Nationalrat sagt Nein zu tieferen IV-Renten

Es ist ein Sieg für die Linke und für die Behinderten-Verbände: Der Nationalrat will nicht, dass die IV-Renten für schwerbehinderte Menschen gekürzt werden. Die Fäden für diesen klaren Entscheid hat aber ein Mann der Mitte gezogen: CVP-Nationalrat Christian Lohr, der selber im Rollstuhl sitzt.

Die 6. IV-Revision ist praktisch unter Dach. Doch in einer wichtigen Frage sind sich die Räte nicht einig. Offen ist, ab welchem Grad der Invalidität die volle Rente ausbezahlt wird: Jemandem der zu 70 oder der zu 80 Prozent invalid ist?

Der Ständerat wollte die Sparschraube nicht lockern und stimmte für 80 Prozent. Doch der Nationalrat beharrt nun erneut auf 70 Prozent.

Wie bereits im Dezember folgte er den Argumenten von CVP-Nationalrat Christian Lohr, der selbst im Rollstuhl sitzt. Er rief den Rat dazu auf, die Lebensbedingungen von Menschen mit schweren Behinderungen nicht zu verschlechtern. «Es wäre ethisch unwürdig, unanständig und verantwortungslos», sagte der CVP-Nationalrat.

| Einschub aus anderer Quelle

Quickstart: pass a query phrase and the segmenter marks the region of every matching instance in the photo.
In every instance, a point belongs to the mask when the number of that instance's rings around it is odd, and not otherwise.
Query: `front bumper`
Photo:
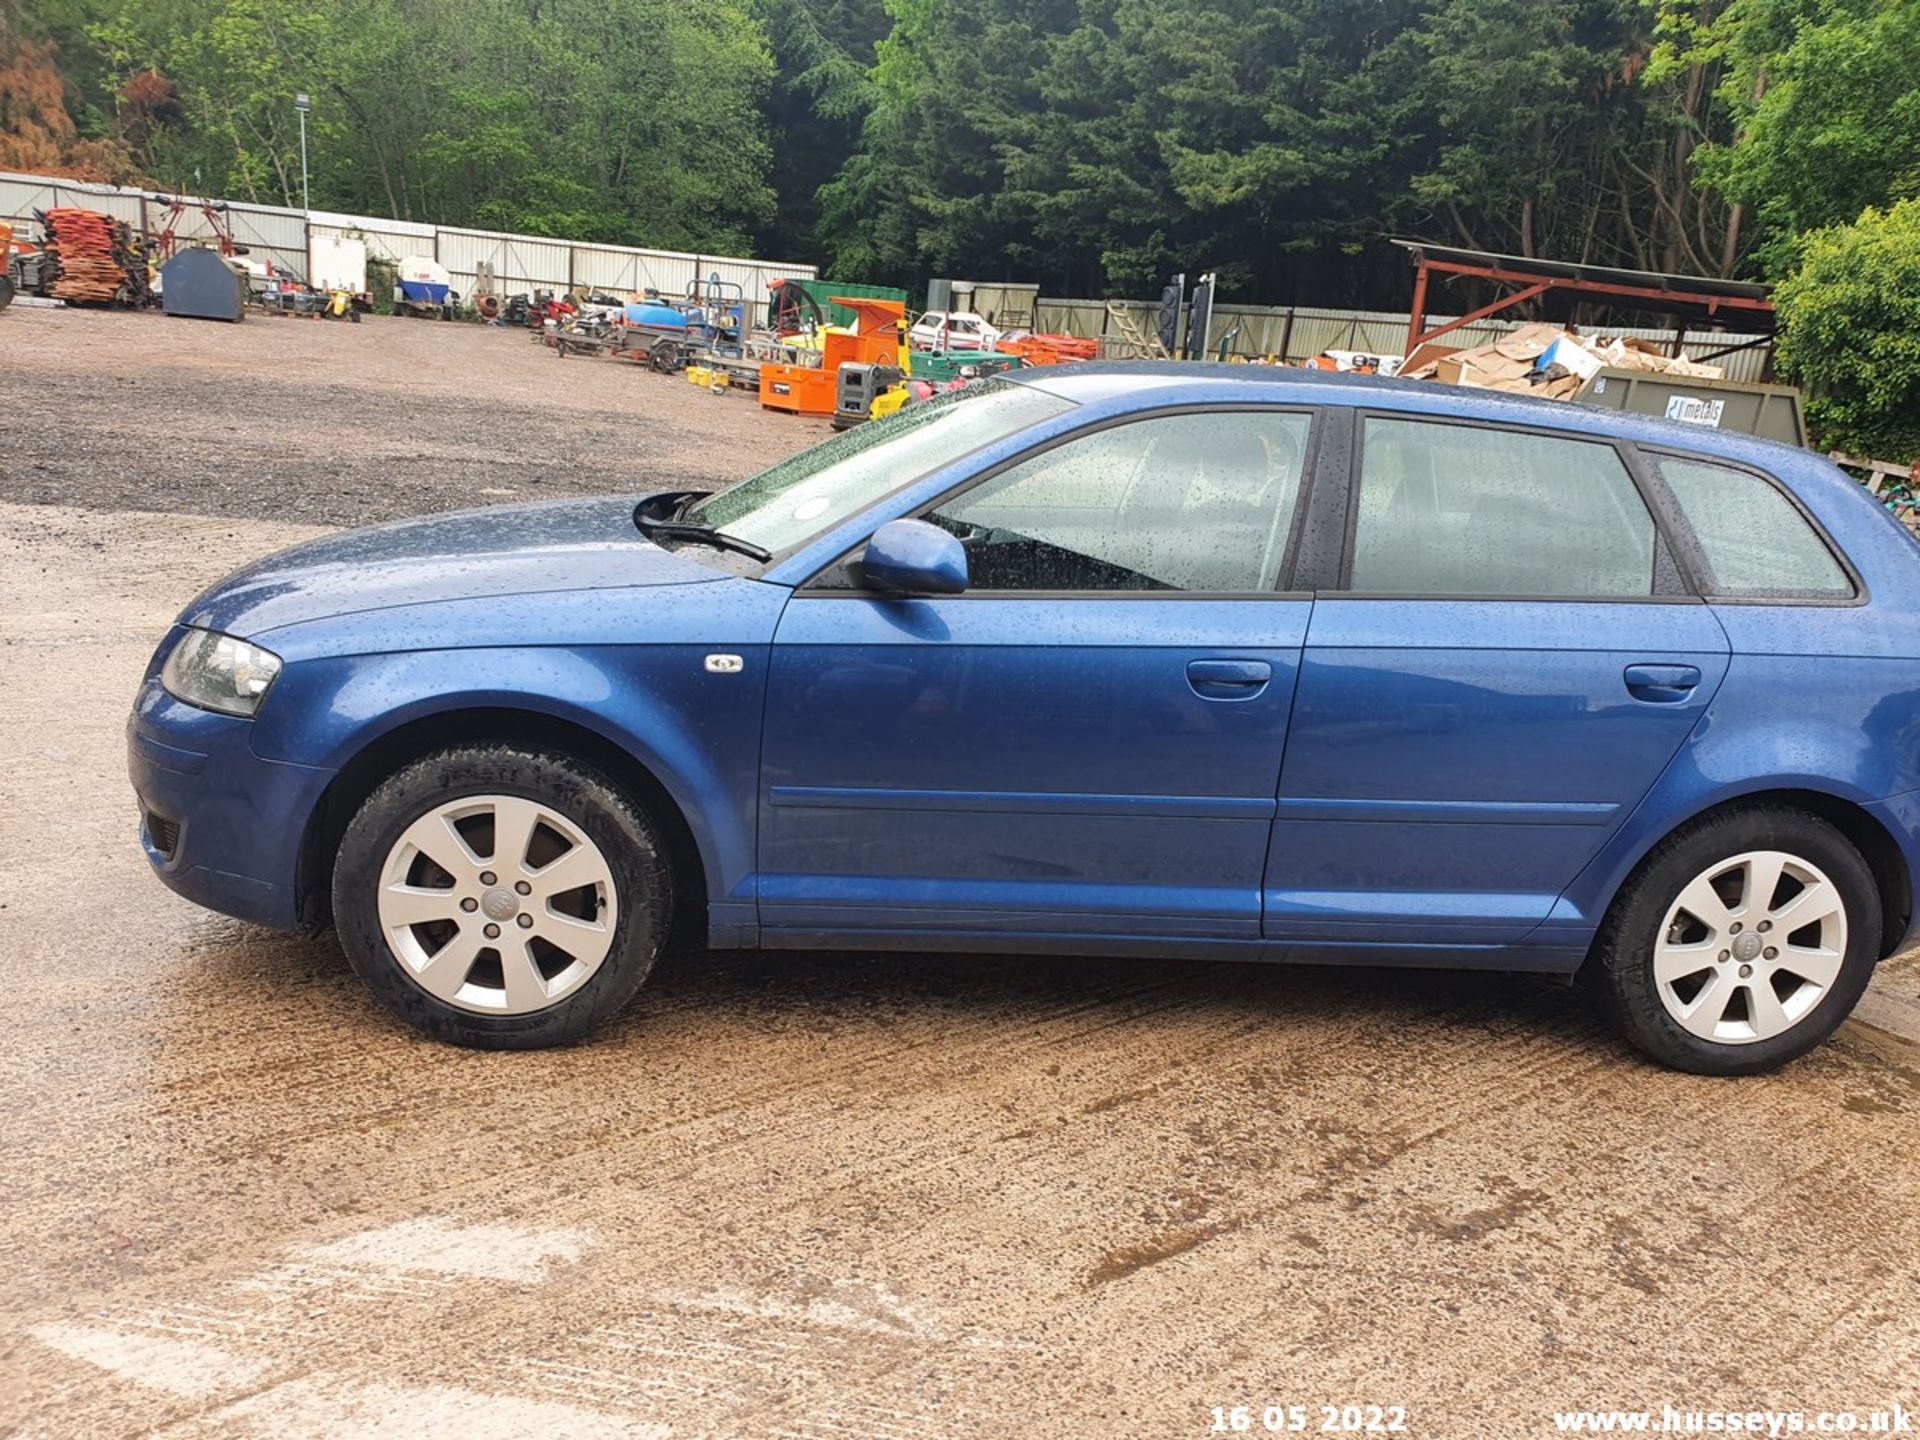
[[[252,732],[252,721],[185,704],[148,675],[127,719],[140,843],[177,894],[291,930],[300,840],[334,772],[262,760]]]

Menschen mit schweren Behinderungen hätten kaum eine Chance, auf dem Arbeitsmarkt einen Teilzeitjob zu erhalten. Es sei zynisch zu sagen, man wolle Anreize schaffen, damit sie mehr unternähmen, um eine Arbeit zu erhalten.

Nicht die Schwächsten im Stich lassen

Unterstützung erhielt Lohr aus den Reihen von SP, Grünen und Grünliberalen. Auch die CVP und die BDP stellten sich mehrheitlich gegen eine Verschärfung. «Wir wollen doch nicht die schwächsten Mitglieder unserer Gesellschaft im Stich lassen», sagte Margrit Kessler (GLP).

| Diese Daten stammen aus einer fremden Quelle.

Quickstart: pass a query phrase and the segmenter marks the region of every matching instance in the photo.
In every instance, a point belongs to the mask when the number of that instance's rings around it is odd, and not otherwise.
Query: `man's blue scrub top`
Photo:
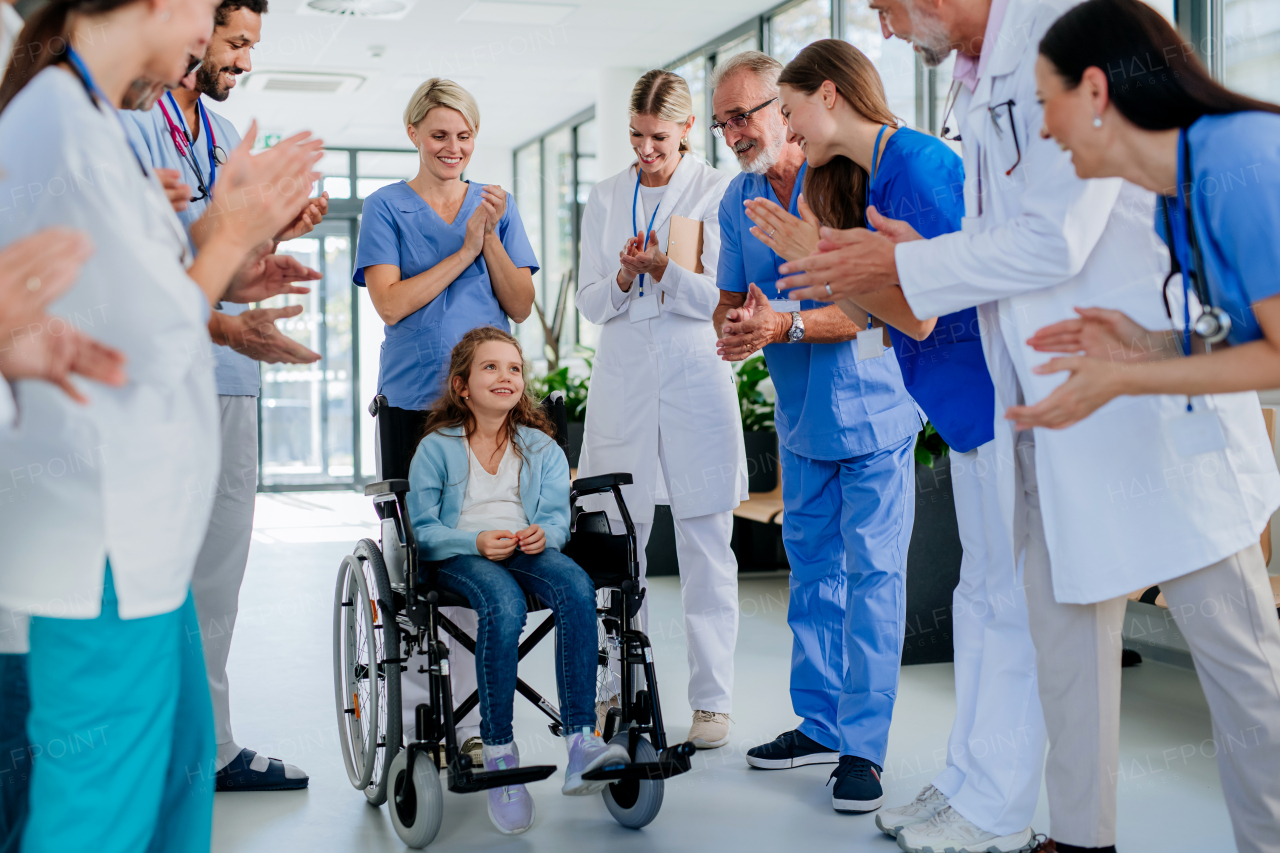
[[[480,206],[483,184],[467,186],[467,197],[451,223],[440,218],[404,181],[390,184],[364,200],[360,244],[356,248],[355,283],[364,286],[364,268],[391,264],[402,279],[412,278],[462,248],[467,220]],[[515,198],[498,222],[498,236],[517,268],[538,271]],[[479,326],[510,331],[507,315],[493,295],[484,255],[439,296],[386,327],[378,391],[401,409],[426,409],[440,396],[449,373],[449,357],[462,336]]]
[[[807,166],[800,168],[791,192],[790,210],[799,215],[796,200],[804,186]],[[770,299],[783,298],[775,283],[784,261],[751,236],[743,201],[767,198],[778,202],[764,175],[735,177],[720,202],[720,268],[716,286],[745,293],[755,283]],[[800,310],[828,303],[805,300]],[[773,420],[778,442],[810,459],[848,459],[873,453],[920,430],[916,405],[902,385],[897,359],[859,362],[854,341],[839,344],[769,344],[765,361],[777,392]]]
[[[1178,137],[1178,186],[1186,179],[1182,135],[1191,147],[1191,204],[1209,298],[1231,317],[1232,344],[1263,337],[1253,303],[1280,293],[1280,115],[1264,112],[1207,115]],[[1173,251],[1183,275],[1195,269],[1187,241],[1183,196],[1165,197],[1173,229]],[[1165,238],[1156,205],[1156,233]],[[1187,282],[1188,289],[1195,292]],[[1170,305],[1177,283],[1170,282]],[[1186,317],[1174,312],[1182,330]],[[1195,322],[1195,314],[1191,316]]]
[[[926,239],[959,231],[964,162],[937,137],[899,128],[885,142],[867,204]],[[996,392],[976,308],[939,317],[923,341],[893,327],[889,336],[908,393],[949,447],[964,452],[995,437]]]
[[[169,108],[169,115],[178,125],[179,128],[186,127],[186,120],[182,116],[181,110],[175,110],[173,105],[169,103],[169,96],[161,96],[163,103]],[[222,116],[209,109],[209,105],[201,99],[201,106],[209,115],[209,124],[213,126],[213,138],[216,143],[222,147],[222,150],[230,156],[231,152],[240,144],[240,134],[236,132],[235,126]],[[158,169],[177,169],[182,173],[182,182],[191,187],[191,195],[200,194],[200,181],[196,178],[196,173],[191,168],[191,164],[187,158],[178,153],[178,148],[174,145],[173,136],[169,133],[169,124],[164,119],[164,113],[160,110],[160,103],[157,103],[148,112],[138,112],[137,110],[121,110],[120,115],[125,119],[125,130],[129,134],[130,140],[133,142],[134,148],[138,150],[138,155],[143,160],[149,161],[147,165]],[[209,182],[209,146],[205,141],[204,126],[200,127],[200,138],[191,146],[191,150],[195,152],[196,163],[200,166],[200,171],[204,174],[204,181]],[[212,189],[212,187],[210,187]],[[209,206],[209,198],[200,199],[200,201],[191,202],[186,210],[178,213],[178,219],[182,222],[182,227],[187,230],[187,239],[191,238],[191,226],[199,219]],[[195,251],[195,246],[191,247]],[[223,314],[242,314],[249,310],[248,305],[237,305],[231,302],[222,303],[219,309]],[[231,347],[213,345],[213,357],[216,362],[214,369],[214,378],[217,381],[218,393],[230,397],[256,397],[258,389],[261,386],[261,376],[258,371],[258,362],[249,358],[247,355],[241,355]]]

Wenn nicht bessere Perspektiven für Invalide nachgewiesen werden können, gebe es keine Begründung für den Systemwechsel, erklärte auch EVP-Nationalrätin Maja Ingold (ZH). «Wir wissen alle, dass die Chancen im Arbeitsmarkt nicht besser sind.»

Für die 80-Prozent-Regel sprachen sich die Vertreter der SVP und der FDP aus. Die versprochenen Sanierungsmassnahmen müssten nun an die Hand genommen werden, argumentierten sie.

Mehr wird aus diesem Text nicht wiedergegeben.